On 11/12/2013 6:24 PM, berg...@merctech.com wrote:

I've got about 45TB (wasn't that once considered 'large'?) of data on
a GPFS filesystem.

I'm looking for efficient ways to find files, based on metadata.

Running "find / -ls" is not a good option anymore. :)

        I'd like to be able to query some kind of stored index of name,
        path, owner, size, modification timestamp, and ideally a checksum.

        I don't want to run desktop-oriented tools like updatedb or
        Nepomuk&Strigi, due to concerns about overhead.

        Real-time indexing is not a requirement; it's fine if metadata
        was scanned a fairly long intervals (weekly?) for updates to
        keep the impact on the filesystem lower.
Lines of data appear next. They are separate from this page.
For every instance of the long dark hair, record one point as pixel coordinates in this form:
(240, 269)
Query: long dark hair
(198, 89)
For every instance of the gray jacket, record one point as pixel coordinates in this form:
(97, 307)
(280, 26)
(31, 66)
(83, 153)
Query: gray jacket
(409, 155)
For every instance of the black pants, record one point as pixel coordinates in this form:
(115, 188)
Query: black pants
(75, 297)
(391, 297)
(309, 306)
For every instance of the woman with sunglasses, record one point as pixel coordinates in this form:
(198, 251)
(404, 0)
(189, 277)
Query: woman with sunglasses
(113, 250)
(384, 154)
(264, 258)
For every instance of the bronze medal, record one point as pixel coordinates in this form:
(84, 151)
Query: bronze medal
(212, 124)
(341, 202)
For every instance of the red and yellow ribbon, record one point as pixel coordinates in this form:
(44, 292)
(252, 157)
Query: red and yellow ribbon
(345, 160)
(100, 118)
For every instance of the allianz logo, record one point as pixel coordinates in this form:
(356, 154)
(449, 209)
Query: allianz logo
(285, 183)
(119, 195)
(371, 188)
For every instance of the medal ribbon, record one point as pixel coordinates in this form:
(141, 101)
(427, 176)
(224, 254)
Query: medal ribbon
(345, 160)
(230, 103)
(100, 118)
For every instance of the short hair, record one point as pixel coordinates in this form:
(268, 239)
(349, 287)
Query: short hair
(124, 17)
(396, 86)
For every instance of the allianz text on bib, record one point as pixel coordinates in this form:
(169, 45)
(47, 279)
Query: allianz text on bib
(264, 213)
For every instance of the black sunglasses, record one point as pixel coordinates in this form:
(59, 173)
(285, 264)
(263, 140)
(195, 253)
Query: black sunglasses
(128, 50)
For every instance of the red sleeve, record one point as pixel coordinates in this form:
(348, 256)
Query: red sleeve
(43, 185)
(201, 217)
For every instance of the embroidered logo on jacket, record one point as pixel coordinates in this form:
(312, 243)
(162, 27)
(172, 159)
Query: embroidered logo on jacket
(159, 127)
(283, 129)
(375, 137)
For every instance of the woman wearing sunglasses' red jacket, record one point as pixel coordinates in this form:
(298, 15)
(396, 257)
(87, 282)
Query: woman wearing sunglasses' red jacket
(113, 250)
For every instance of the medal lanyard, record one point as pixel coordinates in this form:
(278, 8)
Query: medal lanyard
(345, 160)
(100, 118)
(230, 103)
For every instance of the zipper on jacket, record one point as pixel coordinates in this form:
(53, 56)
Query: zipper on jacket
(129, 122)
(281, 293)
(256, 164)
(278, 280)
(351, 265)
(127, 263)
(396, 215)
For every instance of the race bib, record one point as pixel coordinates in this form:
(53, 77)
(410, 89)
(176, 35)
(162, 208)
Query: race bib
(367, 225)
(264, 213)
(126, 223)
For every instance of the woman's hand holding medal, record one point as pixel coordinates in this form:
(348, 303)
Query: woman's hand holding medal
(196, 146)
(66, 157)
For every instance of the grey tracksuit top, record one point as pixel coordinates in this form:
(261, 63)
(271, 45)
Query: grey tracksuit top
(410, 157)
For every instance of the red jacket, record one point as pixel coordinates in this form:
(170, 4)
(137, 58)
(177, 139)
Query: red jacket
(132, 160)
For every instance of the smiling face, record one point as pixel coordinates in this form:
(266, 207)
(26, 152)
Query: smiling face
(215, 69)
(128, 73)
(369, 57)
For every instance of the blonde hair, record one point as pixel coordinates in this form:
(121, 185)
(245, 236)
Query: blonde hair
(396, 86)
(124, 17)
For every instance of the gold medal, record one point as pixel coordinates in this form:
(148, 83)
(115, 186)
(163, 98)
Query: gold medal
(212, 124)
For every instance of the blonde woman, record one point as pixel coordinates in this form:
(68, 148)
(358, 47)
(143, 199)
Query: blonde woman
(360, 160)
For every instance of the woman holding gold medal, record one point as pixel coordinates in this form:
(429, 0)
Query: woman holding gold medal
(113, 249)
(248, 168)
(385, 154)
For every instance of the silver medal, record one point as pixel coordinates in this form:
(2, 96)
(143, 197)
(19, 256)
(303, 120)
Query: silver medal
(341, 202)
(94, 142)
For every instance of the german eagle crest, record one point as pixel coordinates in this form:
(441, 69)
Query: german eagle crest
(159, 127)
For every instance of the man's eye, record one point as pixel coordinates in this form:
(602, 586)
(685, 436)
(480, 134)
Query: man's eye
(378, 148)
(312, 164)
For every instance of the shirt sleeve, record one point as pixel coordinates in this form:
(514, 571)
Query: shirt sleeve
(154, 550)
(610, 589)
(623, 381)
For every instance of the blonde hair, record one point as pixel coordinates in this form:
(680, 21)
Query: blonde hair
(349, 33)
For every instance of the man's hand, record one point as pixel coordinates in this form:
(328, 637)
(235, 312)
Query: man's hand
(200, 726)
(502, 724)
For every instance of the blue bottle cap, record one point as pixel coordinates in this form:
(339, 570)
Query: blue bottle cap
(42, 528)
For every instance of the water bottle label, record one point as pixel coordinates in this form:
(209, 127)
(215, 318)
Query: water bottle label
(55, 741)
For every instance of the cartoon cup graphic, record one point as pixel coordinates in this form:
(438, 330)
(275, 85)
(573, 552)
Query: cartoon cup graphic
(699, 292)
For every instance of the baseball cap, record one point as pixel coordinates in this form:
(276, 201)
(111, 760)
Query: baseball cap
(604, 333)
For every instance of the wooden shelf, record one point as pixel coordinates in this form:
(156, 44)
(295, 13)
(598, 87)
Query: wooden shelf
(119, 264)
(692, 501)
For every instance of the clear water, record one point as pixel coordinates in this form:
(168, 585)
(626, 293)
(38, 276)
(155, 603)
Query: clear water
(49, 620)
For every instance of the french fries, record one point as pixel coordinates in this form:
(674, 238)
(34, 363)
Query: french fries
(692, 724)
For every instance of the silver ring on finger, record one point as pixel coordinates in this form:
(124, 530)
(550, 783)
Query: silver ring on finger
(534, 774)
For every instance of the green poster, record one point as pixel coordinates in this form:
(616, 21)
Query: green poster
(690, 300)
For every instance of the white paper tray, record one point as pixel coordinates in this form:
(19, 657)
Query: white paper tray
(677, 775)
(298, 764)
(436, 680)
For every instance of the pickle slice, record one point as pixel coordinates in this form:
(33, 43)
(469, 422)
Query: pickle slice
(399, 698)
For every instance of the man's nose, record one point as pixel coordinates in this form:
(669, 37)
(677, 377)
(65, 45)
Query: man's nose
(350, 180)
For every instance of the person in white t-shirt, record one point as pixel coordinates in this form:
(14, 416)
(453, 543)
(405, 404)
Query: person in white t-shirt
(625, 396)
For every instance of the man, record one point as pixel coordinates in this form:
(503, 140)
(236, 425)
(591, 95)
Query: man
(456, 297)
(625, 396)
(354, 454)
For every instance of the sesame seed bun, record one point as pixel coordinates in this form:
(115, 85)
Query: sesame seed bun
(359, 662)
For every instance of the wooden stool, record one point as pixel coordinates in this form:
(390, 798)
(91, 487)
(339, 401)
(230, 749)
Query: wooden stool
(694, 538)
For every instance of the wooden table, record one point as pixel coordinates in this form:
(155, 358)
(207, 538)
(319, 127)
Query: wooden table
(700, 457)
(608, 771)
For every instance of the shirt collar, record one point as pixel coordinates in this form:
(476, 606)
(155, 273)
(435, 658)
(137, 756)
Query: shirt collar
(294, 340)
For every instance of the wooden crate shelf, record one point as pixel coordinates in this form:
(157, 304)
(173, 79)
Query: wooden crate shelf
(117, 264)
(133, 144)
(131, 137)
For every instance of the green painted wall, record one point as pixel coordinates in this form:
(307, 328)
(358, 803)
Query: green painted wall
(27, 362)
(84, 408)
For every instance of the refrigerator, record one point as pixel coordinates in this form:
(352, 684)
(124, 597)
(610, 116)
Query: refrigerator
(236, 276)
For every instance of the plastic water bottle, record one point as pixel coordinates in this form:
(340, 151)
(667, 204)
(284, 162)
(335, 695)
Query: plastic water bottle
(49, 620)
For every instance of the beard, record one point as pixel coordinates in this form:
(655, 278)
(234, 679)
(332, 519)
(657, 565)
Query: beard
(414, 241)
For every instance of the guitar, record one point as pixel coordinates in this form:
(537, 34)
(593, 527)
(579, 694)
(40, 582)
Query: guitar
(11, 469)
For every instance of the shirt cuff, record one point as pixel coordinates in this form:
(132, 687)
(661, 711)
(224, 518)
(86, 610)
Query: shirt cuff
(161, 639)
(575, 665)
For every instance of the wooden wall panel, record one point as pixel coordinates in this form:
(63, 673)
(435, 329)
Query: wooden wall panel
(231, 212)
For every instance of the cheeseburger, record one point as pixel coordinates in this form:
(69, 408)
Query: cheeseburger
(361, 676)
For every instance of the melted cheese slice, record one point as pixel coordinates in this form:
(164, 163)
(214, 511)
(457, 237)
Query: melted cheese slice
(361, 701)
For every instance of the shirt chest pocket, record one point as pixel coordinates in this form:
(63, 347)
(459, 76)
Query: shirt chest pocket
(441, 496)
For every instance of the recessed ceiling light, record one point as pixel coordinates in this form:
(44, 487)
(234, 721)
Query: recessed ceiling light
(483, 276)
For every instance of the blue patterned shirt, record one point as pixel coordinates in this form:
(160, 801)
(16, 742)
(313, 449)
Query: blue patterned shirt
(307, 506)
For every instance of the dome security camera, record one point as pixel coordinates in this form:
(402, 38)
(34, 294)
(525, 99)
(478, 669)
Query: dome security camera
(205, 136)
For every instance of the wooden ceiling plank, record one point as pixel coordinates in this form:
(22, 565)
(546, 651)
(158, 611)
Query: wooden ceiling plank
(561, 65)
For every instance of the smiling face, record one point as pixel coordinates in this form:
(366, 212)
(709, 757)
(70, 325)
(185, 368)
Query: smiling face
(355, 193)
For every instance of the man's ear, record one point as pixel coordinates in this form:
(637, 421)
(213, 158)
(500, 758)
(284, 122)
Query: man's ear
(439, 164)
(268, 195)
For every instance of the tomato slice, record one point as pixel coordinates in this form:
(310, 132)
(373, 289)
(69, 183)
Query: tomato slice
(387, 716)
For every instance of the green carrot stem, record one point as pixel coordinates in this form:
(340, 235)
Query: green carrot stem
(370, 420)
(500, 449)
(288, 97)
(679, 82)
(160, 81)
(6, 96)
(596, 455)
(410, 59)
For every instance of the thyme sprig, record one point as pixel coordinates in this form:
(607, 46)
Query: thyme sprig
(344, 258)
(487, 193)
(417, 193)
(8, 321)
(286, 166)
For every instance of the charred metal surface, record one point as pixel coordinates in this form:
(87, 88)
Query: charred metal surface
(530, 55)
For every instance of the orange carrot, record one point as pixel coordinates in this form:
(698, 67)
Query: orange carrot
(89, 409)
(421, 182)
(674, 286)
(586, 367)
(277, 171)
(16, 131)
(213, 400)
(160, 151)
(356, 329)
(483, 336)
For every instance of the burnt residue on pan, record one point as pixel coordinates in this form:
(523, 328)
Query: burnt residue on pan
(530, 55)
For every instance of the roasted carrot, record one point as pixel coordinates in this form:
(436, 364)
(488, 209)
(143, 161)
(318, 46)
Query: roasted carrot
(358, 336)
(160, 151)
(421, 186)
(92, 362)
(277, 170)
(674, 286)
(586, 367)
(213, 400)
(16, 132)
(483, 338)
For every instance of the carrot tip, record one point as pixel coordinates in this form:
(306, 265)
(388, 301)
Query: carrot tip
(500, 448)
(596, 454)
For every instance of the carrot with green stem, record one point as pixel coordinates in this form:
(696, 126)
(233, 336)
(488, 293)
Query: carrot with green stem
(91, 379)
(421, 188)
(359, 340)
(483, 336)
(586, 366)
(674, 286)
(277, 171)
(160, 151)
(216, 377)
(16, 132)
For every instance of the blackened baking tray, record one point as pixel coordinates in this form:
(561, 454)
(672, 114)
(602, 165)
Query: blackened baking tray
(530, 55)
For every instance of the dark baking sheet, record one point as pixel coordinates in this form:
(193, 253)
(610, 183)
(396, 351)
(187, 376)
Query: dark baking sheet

        Regex queries would be great but not required.

        Statistical queries (a histogram of filesizes, etc.) would be
        great, but not required.

        I would like the ability to restrict some search paths (ie,
        don't index /human_resources/employee_complaints_by_name/)

Has anyone seen or used an enterprise-level tool for this kind of search?

I read a paper about Spyglass[1] which looked great, but I can't
find the software or evidence that it's actually in use.

Thanks,


There's one option that I haven't seen anybody cover, and it's one of the best ones. GPFS has a very fast and efficient policy engine. We use this all the time to do backups. Check the GPFS Advanced ADministration Guide.
Chapter 2: Lifecyle Management

It is so much faster than find it's ridiculous. You can also run it in parallel across all of your NSD servers (make sure you store partial results in a shared filesystem). It uses a callback mechanism to collect the results, but your policy can include any aspect of available metadata.

We scan 10TB routinely in about 30 seconds. We can scan 700TB and 700 million files in about 24 minutes. The performance is scalable based upon metadata speed (ours is on TMS RamSan 820) and number of NSDs and CPU threads desired, also many other parameters that you can specify with mmapplypolicy.

Here's an example policy:

RULE EXTERNAL LIST 'find' EXEC '/usr/local/gpfs/pooladm/find_list'
RULE 'Findnew' LIST 'find' DIRECTORIES_PLUS WHERE (PATH_NAME LIKE '%/gc/objs/common' OR PATH_NAME LIKE '%gc/objs/src' OR PATH_NAME LIKE '%gc/objs/csrc') AND MISC_ATTRIBUTES like '%D%'

find_list is a simple shell script.

Let me know if you need any other pointers. As you can see, policies are an SQL like language. You can also pass in variables.